You should see a table of indexes including the ‘user_index’ we just created.

Running Gremlin queries which use index

These instructions are based on the ‘Loading Data’ section of the Tinkerpop Getting Started tutorial, modified to work with the orientdb-gremlin driver.

Download the example data:

curl -L -O http://snap.stanford.edu/data/wiki-Vote.txt.gz
gunzip wiki-Vote.txt.gz

Restart the Gremlin console and create a graph traverser for the votes graph:

:import org.apache.tinkerpop.gremlin.orientdb.OrientGraphFactory
g = new OrientGraphFactory("remote:localhost/votes").getNoTx()
t = g.traversal()

Create a helper function that we will use to load data:

getOrCreate = { id ->
  t.V().hasLabel('Vote').has('userId', id).tryNext().orElseGet{ 
    t.addV('userId', id, T.label, 'Vote').next() 
  }
}

In the above, the pattern: g.V().hasLabel().has(, ) is the only one that will cause the orientdb-gremlin driver to use an index. You can see this even with an empty graph. Try:

t.V().has('userId', "1234")

and you will see a warning message like:

Mar 02, 2017 9:37:01 AM com.orientechnologies.common.log.OLogManager log
WARNING: scanning through all elements without using an index for Traversal [OrientGraphStep(vertex,[userId.eq(id)])]

To actually load the data, run the following. You may need to modify the filepath to point to the one you downloaded:

new File('wiki-Vote.txt').eachLine {
  if (!it.startsWith("#")){
    (fromVertex, toVertex) = it.split('\t').collect(getOrCreate)
    fromVertex.addEdge('votesFor', toVertex)
  }
}

This should take 1 to 2 minutes. Without the index, it will take much longer (10x or more), and will output multiple index warnings.

Exploring query behavior

To query the resulting data:

t.V().hasLabel('Vote').count()
t.E().hasLabel('votesFor').count()
t.V().hasLabel('Vote').has('userId', '80').values()
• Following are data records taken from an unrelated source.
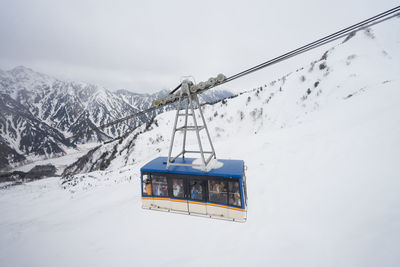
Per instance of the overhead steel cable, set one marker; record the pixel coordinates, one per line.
(354, 28)
(322, 41)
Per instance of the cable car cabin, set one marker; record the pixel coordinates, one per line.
(219, 193)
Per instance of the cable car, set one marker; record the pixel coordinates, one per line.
(218, 193)
(204, 186)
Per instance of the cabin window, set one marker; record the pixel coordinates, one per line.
(218, 191)
(177, 188)
(234, 193)
(197, 189)
(146, 185)
(160, 186)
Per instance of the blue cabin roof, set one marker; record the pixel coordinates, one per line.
(230, 168)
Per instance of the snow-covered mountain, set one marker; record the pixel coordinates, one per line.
(321, 147)
(38, 112)
(335, 76)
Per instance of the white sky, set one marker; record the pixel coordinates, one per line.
(146, 46)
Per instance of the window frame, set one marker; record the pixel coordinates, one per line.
(151, 183)
(160, 174)
(204, 181)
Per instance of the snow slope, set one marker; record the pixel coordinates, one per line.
(322, 168)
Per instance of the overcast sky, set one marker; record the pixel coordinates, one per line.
(146, 46)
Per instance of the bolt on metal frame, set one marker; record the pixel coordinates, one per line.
(188, 97)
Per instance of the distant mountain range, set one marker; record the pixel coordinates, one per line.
(39, 112)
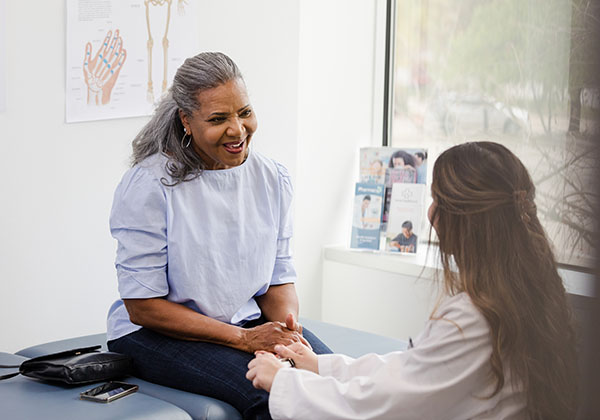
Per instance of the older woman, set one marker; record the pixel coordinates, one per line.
(203, 226)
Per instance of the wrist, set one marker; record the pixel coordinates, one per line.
(239, 339)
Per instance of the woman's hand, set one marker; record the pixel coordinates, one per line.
(269, 334)
(303, 357)
(262, 370)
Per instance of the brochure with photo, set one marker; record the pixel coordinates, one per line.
(406, 213)
(366, 223)
(375, 161)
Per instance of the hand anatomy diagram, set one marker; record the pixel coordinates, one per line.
(101, 72)
(165, 42)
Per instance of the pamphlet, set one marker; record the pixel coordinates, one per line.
(406, 211)
(366, 223)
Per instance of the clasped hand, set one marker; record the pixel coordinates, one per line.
(266, 336)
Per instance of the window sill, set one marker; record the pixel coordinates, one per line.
(424, 264)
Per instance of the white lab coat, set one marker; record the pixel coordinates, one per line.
(447, 375)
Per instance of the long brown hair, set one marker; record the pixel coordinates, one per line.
(486, 221)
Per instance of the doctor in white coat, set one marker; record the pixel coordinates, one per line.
(499, 345)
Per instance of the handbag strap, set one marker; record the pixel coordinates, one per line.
(72, 352)
(9, 375)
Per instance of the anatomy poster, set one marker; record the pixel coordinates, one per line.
(122, 54)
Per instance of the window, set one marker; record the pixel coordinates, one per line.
(513, 72)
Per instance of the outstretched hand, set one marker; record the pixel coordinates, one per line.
(303, 357)
(262, 370)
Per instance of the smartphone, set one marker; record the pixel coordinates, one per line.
(108, 392)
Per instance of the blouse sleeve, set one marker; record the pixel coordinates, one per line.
(138, 223)
(436, 379)
(284, 271)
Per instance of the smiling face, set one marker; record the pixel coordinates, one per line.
(223, 126)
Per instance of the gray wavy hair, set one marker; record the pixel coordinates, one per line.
(164, 131)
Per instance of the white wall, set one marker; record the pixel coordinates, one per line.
(337, 47)
(56, 257)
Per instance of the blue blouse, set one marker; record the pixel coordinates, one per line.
(212, 244)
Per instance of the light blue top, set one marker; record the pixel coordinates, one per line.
(212, 243)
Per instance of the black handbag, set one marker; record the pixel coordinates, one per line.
(75, 367)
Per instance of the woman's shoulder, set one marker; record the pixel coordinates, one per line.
(460, 311)
(149, 171)
(270, 165)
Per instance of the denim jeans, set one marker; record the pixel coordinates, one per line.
(203, 368)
Note that the edge count will take some time. If you ask Gremlin to explain the query:

t.E().hasLabel('votesFor').count().explain()

You will see that the first step of the optimized query still retrieves all of the ‘votesFor’ edges before counting them:

Original Traversal                 [GraphStep(edge,[]), HasStep([~label.eq(votes
                                      For)]), CountGlobalStep]
...
Final Traversal                    [OrientGraphStep(edge,[~label.eq(votesFor)]),
                                       CountGlobalStep]
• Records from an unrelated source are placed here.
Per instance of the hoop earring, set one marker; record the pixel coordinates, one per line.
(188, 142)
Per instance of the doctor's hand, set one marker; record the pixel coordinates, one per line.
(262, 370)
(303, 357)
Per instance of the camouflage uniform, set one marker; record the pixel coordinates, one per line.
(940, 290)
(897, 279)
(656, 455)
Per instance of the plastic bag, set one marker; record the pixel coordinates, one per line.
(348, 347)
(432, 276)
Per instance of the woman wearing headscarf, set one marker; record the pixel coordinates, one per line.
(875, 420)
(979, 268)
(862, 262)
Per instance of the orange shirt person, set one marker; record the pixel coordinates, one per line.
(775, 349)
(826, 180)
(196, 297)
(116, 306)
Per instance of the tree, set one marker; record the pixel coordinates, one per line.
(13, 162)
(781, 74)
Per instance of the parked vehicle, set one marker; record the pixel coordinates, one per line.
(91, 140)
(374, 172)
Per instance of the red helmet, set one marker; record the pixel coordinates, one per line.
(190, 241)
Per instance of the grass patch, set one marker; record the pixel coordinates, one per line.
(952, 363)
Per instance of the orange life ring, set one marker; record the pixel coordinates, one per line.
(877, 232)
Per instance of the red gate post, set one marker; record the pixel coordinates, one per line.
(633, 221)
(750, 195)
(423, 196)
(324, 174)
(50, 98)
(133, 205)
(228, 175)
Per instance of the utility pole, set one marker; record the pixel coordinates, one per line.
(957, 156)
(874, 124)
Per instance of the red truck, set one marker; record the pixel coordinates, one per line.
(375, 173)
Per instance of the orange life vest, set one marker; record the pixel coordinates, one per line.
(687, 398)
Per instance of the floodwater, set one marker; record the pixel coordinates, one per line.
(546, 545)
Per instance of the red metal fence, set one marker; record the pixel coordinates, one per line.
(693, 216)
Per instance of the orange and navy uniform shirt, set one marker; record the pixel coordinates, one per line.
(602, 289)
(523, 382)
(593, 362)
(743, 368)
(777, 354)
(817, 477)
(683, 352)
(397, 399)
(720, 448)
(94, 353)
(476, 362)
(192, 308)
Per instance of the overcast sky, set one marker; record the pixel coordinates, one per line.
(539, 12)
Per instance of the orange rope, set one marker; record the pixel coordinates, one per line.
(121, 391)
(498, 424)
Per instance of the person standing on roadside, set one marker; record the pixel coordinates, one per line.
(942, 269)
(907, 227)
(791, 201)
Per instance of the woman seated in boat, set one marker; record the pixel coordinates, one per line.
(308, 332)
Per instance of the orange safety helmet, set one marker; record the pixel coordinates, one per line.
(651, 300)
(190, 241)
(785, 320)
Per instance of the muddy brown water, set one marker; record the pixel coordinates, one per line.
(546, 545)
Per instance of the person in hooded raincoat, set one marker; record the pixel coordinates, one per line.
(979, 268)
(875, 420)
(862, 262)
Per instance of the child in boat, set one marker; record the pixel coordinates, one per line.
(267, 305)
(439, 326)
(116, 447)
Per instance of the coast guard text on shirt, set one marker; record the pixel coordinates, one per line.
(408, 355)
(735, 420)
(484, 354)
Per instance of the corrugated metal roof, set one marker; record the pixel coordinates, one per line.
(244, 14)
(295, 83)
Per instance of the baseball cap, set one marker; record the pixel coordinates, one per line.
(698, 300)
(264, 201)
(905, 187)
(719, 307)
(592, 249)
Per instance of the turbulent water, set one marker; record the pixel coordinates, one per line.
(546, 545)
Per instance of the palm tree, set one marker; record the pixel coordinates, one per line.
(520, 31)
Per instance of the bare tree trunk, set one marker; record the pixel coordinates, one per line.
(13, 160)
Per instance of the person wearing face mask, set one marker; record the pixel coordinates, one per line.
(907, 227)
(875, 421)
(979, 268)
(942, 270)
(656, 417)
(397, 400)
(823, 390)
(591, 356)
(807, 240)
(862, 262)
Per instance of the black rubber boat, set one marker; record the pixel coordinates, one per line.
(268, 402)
Contrast this with the explain for the last query:

t.V().hasLabel('Vote').has('userId', '80').values().explain()

This changes the original traversal to two steps, the first returning a specific record using the index:

Original Traversal                 [GraphStep(vertex,[]), HasStep([~label.eq(Vot
                                      e)]), HasStep([userId.eq(80)]), PropertiesSte
                                      p(value)]
...
Final Traversal                    [OrientGraphStep(vertex,[~label.eq(Vote), use
                                      rId.eq(80)]), PropertiesStep(value)]

To perform the equivalent queries from the orientdb console:

select count(*) from V_Vote
select count(*) from E_votesFor
select * from V_Vote where userId=80

These counts return immediately.

Note: Gremlin automatically creates the ‘E_votesFor’ class from the edge name based on the label used when adding the edge.

Using the built-in Gremlin 2 queries in the OrientDB console:

gremlin g.V().count()
gremlin g.E().count()
gremlin g.V().has('userId', 80)

The performance is better with OrientDB’s built-in Gremlin, although the Edge count still takes much longer than the native query. Hopefully the Gremlin 3 support with OrientDB version 3 will be a significant improvement over Gremlin 3 with OrientDB version 2.